1875: Dr Albert Schweitzer, missionary surgeon, organist and Nobel Prize winner (1952), was born in French Equatorial Africa.

1878: Queen Victoria was given a demonstration of Alexander Graham Bell's new invention, the telephone.

1898: Lewis Carroll, author of Alice's Adventures in Wonderland, died.

1900: Puccini's opera Tosca was premiered in Rome, despite a bomb scare by the composer's envious contemporaries.

1904: Photographer and stage designer Sir Cecil Beaton was born in London.

1938: Walt Disney's first full-length Technicolor cartoon Snow White and the Seven Dwarfs opened in the US.

1953: Marshal Tito was elected president of Yugoslavia.

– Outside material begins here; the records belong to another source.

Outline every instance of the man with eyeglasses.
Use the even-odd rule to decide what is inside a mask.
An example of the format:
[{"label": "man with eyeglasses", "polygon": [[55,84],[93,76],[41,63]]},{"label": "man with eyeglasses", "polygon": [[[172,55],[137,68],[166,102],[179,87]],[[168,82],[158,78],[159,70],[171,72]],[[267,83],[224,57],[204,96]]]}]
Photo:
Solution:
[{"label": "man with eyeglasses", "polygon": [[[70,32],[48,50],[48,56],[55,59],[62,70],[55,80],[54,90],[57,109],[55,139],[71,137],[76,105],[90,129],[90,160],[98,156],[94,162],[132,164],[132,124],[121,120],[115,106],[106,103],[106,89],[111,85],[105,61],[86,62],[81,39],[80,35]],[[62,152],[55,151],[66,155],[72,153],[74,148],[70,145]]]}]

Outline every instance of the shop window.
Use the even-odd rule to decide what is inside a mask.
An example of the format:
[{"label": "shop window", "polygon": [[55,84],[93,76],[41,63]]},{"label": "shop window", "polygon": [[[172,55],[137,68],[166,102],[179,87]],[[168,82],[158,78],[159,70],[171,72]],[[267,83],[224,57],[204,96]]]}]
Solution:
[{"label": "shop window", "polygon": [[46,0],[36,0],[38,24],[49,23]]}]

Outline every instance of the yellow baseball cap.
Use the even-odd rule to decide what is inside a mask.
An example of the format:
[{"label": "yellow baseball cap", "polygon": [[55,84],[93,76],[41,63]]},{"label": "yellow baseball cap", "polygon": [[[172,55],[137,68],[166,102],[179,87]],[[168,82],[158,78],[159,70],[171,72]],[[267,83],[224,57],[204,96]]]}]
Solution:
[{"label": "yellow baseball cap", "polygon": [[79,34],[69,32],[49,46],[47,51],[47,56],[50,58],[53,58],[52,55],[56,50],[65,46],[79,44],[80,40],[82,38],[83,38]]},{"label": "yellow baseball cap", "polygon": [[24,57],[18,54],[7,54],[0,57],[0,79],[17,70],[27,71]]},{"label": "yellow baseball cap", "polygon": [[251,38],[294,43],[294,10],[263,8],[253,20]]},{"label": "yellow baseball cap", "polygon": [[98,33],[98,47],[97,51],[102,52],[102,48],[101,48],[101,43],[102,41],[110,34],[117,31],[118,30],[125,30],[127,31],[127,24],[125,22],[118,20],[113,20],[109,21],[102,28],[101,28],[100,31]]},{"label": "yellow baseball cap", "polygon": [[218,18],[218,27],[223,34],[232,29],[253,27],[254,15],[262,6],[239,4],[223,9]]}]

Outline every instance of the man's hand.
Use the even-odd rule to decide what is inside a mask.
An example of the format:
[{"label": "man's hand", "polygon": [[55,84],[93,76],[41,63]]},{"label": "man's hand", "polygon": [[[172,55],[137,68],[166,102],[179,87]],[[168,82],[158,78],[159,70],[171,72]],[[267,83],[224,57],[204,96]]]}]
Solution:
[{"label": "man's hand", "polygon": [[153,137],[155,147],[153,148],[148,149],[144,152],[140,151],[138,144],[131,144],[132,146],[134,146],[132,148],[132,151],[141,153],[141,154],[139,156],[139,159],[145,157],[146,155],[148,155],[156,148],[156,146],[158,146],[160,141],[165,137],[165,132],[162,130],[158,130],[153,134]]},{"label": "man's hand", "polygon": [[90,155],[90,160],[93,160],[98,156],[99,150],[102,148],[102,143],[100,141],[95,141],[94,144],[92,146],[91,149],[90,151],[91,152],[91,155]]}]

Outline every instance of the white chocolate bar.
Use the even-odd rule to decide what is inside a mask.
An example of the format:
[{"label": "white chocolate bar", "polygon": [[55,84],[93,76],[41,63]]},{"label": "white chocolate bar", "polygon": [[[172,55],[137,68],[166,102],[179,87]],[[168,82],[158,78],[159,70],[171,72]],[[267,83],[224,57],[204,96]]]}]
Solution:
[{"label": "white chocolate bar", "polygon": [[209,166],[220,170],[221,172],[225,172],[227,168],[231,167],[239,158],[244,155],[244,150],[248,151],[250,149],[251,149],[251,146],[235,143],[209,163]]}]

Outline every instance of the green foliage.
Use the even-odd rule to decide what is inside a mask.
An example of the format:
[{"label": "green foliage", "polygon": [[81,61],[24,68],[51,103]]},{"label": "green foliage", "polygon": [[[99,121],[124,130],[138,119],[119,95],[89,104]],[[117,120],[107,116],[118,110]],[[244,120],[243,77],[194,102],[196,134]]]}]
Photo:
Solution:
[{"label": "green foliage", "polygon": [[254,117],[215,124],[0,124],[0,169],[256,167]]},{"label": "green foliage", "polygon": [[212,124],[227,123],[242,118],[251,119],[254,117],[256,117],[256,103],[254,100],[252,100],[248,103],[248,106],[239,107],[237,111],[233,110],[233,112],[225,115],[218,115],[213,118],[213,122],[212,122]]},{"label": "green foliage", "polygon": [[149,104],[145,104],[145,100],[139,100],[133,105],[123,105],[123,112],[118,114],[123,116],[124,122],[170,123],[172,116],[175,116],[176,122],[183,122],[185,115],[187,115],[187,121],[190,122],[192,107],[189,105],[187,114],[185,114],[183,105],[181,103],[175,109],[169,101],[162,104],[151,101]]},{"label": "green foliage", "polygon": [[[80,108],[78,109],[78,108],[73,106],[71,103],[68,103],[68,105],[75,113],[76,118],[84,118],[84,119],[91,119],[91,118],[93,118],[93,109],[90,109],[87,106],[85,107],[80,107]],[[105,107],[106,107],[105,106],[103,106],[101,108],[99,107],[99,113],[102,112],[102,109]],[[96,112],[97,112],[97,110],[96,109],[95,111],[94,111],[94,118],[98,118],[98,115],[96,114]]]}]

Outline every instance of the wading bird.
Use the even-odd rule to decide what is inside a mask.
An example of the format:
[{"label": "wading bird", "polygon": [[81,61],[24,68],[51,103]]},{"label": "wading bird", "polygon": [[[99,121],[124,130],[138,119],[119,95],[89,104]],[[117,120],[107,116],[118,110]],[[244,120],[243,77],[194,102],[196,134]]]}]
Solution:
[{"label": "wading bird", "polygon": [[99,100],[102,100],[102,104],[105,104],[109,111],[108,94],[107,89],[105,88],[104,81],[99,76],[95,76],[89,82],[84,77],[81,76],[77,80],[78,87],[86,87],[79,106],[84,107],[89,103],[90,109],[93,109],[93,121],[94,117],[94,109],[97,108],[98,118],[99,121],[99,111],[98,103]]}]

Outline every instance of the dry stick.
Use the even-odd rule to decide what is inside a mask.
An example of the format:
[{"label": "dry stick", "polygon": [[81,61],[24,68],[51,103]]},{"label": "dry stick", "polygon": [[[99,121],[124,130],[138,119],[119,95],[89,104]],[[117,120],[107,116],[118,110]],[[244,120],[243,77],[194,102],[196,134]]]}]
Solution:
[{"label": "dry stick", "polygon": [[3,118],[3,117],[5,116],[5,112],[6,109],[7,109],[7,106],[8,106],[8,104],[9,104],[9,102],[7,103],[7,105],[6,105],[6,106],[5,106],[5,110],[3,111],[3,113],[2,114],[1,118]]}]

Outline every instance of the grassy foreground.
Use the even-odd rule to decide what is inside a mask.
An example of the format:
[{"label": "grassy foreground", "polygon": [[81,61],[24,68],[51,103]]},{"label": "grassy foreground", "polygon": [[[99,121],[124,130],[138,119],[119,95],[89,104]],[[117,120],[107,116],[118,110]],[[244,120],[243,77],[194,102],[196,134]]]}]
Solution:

1957: Actor Humphrey Bogart died. His wife Lauren Bacall placed a gold whistle in his coffin with the inscription: "If you need anything, just whistle" - a line from their first film together, To Have And Have Not.

1989: British Muslims held public burnings of Salman Rushdie's The Satanic Verses.

1997: The trial begins of footballers John Fashanu, Bruce Grobelaar and Hans Segers for allegedly being bribed by a Far Eastern gambling ring to throw matches.

ON THIS DAY LAST YEAR: The Queen was convalescing at her Norfolk estate after an operation to remove torn cartilage from her right knee.